During the first 100 days of the NDA II government, Narendra Modi has been spending a lot of time and energy on external relations. From inviting heads of government of SAARC countries for his swearing-in ceremony the Prime Minister’s calendar has been crowded with his own foreign visits to Bhutan, Brazil, Nepal and Japan, as also receiving heads of government from Australia, Sri Lanka, China... These are to be followed by an address at the UN and a meeting with US President Barack Obama. This visit would also provide opportunity for meeting several heads of government who would flock to New York to address the UN General Assembly.
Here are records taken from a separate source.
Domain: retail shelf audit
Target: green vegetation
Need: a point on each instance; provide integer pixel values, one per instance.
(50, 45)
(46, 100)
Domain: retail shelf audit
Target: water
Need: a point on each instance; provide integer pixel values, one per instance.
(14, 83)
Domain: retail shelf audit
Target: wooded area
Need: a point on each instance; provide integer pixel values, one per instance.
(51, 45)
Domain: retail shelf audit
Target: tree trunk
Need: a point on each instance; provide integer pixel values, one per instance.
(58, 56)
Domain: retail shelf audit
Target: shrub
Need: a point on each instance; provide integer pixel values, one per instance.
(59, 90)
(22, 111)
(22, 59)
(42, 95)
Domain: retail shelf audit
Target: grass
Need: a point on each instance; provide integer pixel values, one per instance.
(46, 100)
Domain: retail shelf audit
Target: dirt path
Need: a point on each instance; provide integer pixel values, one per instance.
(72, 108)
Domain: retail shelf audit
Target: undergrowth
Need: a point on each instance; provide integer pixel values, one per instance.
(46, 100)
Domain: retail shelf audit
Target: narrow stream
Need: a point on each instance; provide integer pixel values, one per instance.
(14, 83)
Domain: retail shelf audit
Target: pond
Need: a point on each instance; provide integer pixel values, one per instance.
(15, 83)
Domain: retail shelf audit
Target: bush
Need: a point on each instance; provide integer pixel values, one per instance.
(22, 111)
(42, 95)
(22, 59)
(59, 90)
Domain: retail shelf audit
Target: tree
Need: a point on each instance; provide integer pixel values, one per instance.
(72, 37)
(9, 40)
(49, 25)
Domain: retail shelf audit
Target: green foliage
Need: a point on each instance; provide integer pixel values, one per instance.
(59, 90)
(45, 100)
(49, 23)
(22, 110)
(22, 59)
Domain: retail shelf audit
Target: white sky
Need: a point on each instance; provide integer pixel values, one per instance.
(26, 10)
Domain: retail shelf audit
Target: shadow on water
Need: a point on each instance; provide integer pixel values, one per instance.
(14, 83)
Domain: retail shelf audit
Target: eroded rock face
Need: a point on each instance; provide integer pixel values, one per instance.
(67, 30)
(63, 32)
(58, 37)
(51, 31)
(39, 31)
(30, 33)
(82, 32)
Modi is likely to be over- awed by the attention and coverage by other world leaders, the international media and by the Indian diaspora. Such a crowded schedule followed by his predecessor Manmohan Singh left little time to come to grips with more pressing economic issues. Like P V Narasimha Rao and A B Vajpayee, Modi needs to spend lot more time with the leaders of other political parties and opinion makers including business leaders and the media to build consensus on development issues. This will no doubt be difficult in the divisive Indian politics, but with the poor representation in the Rajya Sabha, the absence of such a consensus is bound to paralyze legislative business; but such effort will greatly help him address the important issues of stagnation and poor job growth.
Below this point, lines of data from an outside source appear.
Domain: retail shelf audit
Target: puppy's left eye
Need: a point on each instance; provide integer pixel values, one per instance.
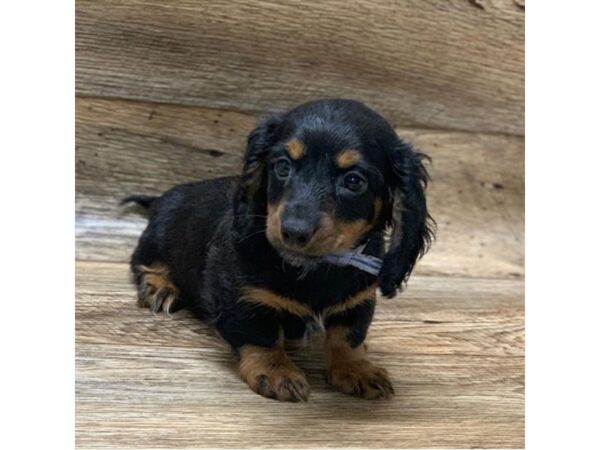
(354, 182)
(283, 168)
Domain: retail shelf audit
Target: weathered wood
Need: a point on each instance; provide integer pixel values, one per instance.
(453, 347)
(124, 147)
(439, 64)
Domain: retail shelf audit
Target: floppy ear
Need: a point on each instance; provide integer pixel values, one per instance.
(253, 190)
(412, 227)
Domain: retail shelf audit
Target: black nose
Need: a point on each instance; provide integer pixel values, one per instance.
(296, 232)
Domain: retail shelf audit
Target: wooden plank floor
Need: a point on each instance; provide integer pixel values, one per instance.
(453, 347)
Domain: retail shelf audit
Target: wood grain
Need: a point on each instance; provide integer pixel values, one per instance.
(455, 64)
(126, 147)
(453, 347)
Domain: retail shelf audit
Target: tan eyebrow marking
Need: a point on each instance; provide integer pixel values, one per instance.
(295, 148)
(347, 158)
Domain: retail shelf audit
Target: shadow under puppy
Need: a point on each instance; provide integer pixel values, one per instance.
(249, 254)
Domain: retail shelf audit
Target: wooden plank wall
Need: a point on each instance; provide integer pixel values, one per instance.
(438, 64)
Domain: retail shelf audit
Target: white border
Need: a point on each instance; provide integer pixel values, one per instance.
(36, 224)
(562, 224)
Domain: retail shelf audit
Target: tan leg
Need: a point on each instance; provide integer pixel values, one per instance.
(271, 373)
(349, 369)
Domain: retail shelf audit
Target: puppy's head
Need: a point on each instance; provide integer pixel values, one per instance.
(329, 173)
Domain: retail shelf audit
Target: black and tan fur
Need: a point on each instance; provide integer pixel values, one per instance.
(245, 253)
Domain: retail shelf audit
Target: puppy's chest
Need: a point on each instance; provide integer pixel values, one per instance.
(324, 296)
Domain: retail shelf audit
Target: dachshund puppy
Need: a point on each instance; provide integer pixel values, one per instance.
(249, 254)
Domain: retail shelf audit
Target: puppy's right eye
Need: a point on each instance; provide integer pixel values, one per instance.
(283, 168)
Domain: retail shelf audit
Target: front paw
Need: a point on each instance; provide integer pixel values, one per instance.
(281, 384)
(361, 378)
(271, 373)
Walk the difficult path...
However difficult it is, the BJP leadership should endeavor to interact with the Congress and other major political parties. A measure of give and take with a bit of magnanimity would help. Like according the leader of the opposition stature to Congress and to invite some of its senior leaders to lend their expertise on issues of governance. If Modi could take bold to invite Pakistan’s Nawaz Sherif or share the swing on the banks of Sabarmati with the Chinese President Xi Jinping, it should not be anathema to work with Rahul Gandhi or Arvind Kejriwal in the interests of democratic functioning. Can he also make bold to invite the Congress to run the Delhi government with accepted minimum programmes? Such a magnanimous gesture can win in course of time such support for NDA’s policies from the other national political parties. This will also help push back the bitterness and antagonism witnessed at the state level like AIADMK vs. DMK in Tamil Nadu or SP vs. BSP in UP. Such initiatives will help evolve Indian democracy on the lines of more mature democracies in Europe.
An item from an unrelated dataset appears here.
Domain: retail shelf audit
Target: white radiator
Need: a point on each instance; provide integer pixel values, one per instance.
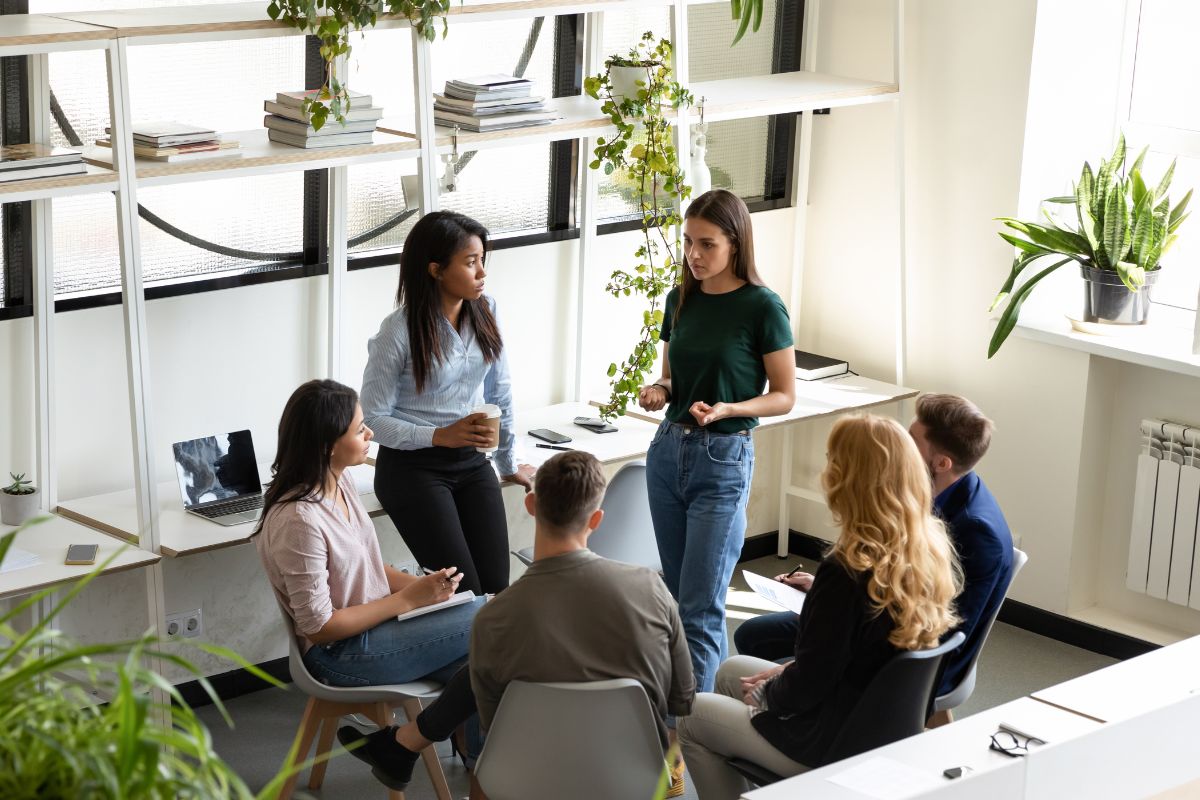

The severe drubbing that the BJP received in the recent by-elections to the state assemblies is the direct result of complacency on the part of BJP’s top brass. The defeat of such a large number of its candidates within such a short time of the party’s resounding victory in the Lok Sabha elections is bound to have serious consequences: firstly on the morale of the party men; secondly, on the clout of the party to dictate terms for seat sharing with allies in the forthcoming elections to state assemblies and thirdly, to reconcile differences with state Chief Ministers.
The Lok Sabha elections were built on the poor performance of the incumbent UPA government and the evocative campaign by Narendra Modi. In fact, there was no second leader from the BJP who could take credit for the resounding victory. Modi alone ran the campaign. His non- involvement in the campaign for the subsequent state by-elections has caused this damage.
By-elections: Modi can emulate Jaya...
The question could be legitimately asked if the prime minister could afford to campaign in the unending stream of by elections. Tamil Nadu Chief Minister and AIADMK supremo, J Jayalalithaa, provides the answer. Conscious of the importance of maintaining her lead, Jayalalithaa takes every by-election and every other election to corporations, municipalities and panchayats seriously. She campaigns for the party’s candidates with vigour. She meticulously plans to spearhead the campaign ensuring in several cases even the withdrawal from contest of strong candidates put by the opposition.
Modi would do well to emulate Jayalalithaa. In the Indian system of democracy, the winner gets all and the loser nothing. His hard earned victory is too precious to be lost in quick time. He should continue with his proven yen for a strong strategy and sound implementation. It will be worth his taking care of political management leaving administration to others.